Sexta-Feira, 07 de Outubro de 2011, 02h26
Terapia Hormonal


A fase de diagnóstico do câncer de mama envolve testes para avaliar a presença no tumor de receptores de estrógeno e progesterona. Caso o tumor seja positivo, significa que seu crescimento é estimulado pela presença desses hormônios. O objetivo da terapia hormonal é privar as células cancerosas desses hormônios, dificultando seu crescimento. Caso o tumor seja negativo para receptores hormonais, esse tratamento não é utilizado.

Uma das drogas utilizadas é o tamoxifeno, que bloqueia os receptores de estrógeno, de modo que o estímulo para o crescimento não alcance as células da mama. O tratamento consiste em tomar um comprimido diariamente, de preferência no mesmo horário, e geralmente é usado por 5 anos. Esse é o método mais indicado para pacientes pré-menopausa.
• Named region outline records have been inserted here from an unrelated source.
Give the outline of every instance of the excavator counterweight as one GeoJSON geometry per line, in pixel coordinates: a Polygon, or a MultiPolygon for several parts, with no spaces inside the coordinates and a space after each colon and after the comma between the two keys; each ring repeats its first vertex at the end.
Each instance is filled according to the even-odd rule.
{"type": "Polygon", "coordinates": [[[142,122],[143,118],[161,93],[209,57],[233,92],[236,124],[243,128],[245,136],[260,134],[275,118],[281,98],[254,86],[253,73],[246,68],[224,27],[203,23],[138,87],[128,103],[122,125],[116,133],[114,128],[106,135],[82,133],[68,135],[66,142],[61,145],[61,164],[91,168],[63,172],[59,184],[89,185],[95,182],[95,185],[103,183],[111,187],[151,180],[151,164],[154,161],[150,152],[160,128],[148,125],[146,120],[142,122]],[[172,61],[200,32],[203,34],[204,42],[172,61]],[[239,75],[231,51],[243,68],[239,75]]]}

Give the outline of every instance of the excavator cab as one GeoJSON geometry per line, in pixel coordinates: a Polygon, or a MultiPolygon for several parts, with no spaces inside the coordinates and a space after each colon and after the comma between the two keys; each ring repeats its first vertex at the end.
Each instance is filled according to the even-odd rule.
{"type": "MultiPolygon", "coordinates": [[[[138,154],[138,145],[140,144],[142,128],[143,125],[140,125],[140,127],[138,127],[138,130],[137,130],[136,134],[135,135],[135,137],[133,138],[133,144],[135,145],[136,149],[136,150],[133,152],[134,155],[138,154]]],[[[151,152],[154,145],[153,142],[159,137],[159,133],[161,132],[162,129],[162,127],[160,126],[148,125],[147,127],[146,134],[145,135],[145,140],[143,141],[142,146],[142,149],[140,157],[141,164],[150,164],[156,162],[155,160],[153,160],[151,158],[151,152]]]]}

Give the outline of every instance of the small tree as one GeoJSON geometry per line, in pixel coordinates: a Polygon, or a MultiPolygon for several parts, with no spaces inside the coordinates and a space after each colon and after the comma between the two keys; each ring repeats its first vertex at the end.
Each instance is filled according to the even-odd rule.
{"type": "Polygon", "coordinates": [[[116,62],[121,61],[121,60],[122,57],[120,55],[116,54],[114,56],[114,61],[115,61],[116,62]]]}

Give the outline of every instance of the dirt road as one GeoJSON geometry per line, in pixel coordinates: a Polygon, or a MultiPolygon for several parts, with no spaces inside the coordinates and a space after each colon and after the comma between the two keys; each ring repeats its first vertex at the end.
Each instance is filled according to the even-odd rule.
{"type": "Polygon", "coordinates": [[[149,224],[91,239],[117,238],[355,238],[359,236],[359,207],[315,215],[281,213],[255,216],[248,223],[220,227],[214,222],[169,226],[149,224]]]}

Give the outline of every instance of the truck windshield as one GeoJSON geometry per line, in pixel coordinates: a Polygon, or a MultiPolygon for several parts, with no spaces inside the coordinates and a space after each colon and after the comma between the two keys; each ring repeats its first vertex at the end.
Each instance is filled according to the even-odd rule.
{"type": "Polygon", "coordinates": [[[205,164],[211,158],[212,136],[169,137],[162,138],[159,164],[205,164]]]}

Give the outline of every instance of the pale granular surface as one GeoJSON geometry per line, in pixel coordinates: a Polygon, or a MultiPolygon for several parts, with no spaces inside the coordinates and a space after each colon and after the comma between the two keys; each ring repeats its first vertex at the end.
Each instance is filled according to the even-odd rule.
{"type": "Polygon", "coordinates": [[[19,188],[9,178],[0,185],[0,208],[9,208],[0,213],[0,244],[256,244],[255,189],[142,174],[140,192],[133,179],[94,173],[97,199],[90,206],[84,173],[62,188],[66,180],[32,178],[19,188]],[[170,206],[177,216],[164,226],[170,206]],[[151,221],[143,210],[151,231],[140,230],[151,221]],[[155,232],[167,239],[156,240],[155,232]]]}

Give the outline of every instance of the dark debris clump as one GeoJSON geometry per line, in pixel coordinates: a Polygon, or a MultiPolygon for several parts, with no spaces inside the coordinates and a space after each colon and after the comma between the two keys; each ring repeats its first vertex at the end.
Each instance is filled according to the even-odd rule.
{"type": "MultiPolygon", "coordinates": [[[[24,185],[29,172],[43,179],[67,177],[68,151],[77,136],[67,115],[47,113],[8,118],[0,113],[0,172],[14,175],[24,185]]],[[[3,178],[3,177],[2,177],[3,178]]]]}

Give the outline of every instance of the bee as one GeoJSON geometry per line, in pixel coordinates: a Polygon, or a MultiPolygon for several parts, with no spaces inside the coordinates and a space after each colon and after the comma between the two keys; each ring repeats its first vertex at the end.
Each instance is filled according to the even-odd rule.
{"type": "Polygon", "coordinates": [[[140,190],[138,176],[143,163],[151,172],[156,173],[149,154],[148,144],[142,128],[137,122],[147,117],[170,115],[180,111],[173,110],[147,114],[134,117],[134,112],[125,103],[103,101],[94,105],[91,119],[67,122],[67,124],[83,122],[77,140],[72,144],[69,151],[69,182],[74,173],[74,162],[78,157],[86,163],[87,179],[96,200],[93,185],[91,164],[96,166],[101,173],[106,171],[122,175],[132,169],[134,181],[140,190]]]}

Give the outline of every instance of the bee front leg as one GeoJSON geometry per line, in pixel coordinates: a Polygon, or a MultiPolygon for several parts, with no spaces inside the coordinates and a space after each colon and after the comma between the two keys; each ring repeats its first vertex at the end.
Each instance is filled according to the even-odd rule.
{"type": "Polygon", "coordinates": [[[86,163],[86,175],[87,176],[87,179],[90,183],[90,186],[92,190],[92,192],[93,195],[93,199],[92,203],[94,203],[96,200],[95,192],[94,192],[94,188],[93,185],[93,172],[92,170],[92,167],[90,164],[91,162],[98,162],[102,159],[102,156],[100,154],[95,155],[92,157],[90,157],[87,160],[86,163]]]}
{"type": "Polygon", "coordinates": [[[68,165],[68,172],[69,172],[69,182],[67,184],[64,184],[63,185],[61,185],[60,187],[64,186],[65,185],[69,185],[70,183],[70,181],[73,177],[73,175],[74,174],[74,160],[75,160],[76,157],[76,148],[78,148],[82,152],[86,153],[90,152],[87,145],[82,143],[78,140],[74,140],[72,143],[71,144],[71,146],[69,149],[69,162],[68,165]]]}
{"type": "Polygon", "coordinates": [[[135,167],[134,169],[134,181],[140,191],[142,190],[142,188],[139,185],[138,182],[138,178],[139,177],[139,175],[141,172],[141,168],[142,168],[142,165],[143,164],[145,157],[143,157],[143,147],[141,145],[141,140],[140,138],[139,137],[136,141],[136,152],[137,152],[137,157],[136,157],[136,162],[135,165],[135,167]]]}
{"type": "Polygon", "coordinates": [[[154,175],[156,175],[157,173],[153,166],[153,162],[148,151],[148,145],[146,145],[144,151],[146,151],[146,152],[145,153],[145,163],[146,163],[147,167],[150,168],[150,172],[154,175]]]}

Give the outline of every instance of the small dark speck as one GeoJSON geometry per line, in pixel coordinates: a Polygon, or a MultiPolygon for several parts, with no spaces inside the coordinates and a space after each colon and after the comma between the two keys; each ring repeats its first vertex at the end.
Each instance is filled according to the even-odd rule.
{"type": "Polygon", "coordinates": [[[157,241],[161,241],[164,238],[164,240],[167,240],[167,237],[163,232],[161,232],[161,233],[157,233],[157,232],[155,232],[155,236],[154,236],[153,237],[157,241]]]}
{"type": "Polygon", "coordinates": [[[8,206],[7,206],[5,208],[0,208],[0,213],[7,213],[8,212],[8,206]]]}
Um outro tipo de droga utilizada na terapia hormonal são os inibidores de aromatase, indicados para mulheres que já passaram pela menopausa. Essas substâncias impedem a produção de estrógeno bloqueando a enzima aromatase, que é responsável por converter o hormônio androgênio em estrógeno. Os inibidores de aromatase não impedem a produção de estrógeno pelos ovários, por isso não são utilizados em pacientes pré-menopausa.

A maior fonte de estrogênio para o organismo são os ovários. Para mulheres pré-menopausa, existe a possibilidade de fazer uma cirurgia para retirada dos ovários com a intenção de privar as células cancerosas da ação do estrógeno. Nesse caso, a paciente experimenta menopausa imediata, e os efeitos adversos são geralmente mais severos que os efeitos da menopausa natural. As mulheres que já passaram da menopausa não necessitam dessa cirurgia pois a menopausa causa a diminuição gradativa na produção de estrógeno pelos ovários.

A terapia hormonal pode causar vários efeitos adversos. Eles dependem em grande parte da droga específica ou do tipo de tratamento, podendo variar de paciente para paciente. O tamoxifeno é o tratamento hormonal mais freqüente. Ele pode causar acessos de calor, secreção ou irritação vaginal e ciclos menstruais irregulares. Qualquer sangramento incomum deve ser comunicado ao médico. As mulheres que fazem uso de tamoxifeno podem engravidar com maior facilidade e devem discutir os métodos anticoncepcionais com seu médico.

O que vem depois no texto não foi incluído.